# Bristol Forum Meet, Saturday 10th March 2012



## Northerner (Jan 10, 2012)

A new addition to the calendar of meets! I will be running the Bath half marathon the following day and thought it would be an excellent time opportunity to meet anyone in the South West or perhaps South Wales region who find it difficult to get to the ones elsewhere in the country 

Let me know if you would like to come along. I'd also appreciate any support during the race on Sunday if you live locally, and would be happy to meet up after the finish 

We can decide on a venue nearer the time


----------



## vince13 (Jan 11, 2012)

Sorry Alan - we're on holiday for our joint birthdays.

We usually do a long weekend away in mid-March as Ian is 13th and mine is not until 28th but this year, being VERY special birthdays for each of us, we're doing one weekend for him early in the month and then we are away on a birthday cruise to the Canaries for me on 20th for 14 days.  We're not usually so free with the money but these are as I said very important birthdays for us both (well, you're only 21 once eh ?).


----------



## Northerner (Jan 11, 2012)

vince13 said:


> Sorry Alan - we're on holiday for our joint birthdays.



Is it everybody's birthday that weekend? it's Newtothis's birthday too, and my stepmum's!


----------



## robert@fm (Jan 11, 2012)

Northerner said:


> Is it everybody's birthday that weekend? it's Newtothis's birthday too, and my stepmum's!



It's my birthday the following Wednesday. 

I don't know if I'll make it (distance, cost...); I'll think again nearer the time.  Put me down as a "maybe".


----------



## Northerner (Jan 11, 2012)

robert@fm said:


> It's my birthday the following Wednesday.
> 
> I don't know if I'll make it (distance, cost...); I'll think again nearer the time.  Put me down as a "maybe".

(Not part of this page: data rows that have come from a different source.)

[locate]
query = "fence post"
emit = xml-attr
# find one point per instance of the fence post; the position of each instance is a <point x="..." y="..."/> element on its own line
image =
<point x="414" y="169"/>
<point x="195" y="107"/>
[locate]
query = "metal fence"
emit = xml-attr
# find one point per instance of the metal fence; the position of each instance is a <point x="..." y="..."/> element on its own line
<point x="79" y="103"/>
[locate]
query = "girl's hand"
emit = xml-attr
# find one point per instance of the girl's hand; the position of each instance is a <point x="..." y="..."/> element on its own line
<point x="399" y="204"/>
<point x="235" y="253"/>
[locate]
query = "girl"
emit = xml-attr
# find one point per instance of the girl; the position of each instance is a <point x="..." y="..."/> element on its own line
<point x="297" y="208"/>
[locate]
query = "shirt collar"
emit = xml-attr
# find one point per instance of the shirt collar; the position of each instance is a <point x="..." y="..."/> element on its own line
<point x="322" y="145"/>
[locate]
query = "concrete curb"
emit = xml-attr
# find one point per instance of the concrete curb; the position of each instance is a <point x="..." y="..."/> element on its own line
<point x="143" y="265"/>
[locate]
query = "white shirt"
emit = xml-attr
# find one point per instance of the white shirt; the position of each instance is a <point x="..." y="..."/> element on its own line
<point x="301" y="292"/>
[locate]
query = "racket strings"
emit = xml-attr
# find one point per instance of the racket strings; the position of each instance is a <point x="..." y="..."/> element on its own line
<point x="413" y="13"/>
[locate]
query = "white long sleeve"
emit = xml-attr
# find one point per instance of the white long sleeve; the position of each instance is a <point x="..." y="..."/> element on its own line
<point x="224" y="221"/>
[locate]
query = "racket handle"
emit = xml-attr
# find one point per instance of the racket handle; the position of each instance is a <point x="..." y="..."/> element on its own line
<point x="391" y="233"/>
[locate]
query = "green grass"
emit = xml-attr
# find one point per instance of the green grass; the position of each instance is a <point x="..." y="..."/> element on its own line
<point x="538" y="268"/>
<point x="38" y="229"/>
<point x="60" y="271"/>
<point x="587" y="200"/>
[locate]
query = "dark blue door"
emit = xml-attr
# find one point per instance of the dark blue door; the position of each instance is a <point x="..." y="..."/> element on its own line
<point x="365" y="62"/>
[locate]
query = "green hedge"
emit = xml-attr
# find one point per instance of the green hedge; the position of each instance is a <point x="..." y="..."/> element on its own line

It's my dad's the week before!


----------



## Tezzz (Jan 28, 2012)

It's mine the following month!

I'll come if I can get the time off *W*...


----------



## ukjohn (Jan 29, 2012)

Hope you can make it Tez, be nice to see you again, enjoyed our chat at Oxford.

John.


----------



## Steff (Jan 29, 2012)

John mentioned this to me yesterday but i seem not to be bucking the trend I have 5 birthdays and 1 aniversary between the 2cd and the 8th all family members so shal have to see how things lie with cash....


----------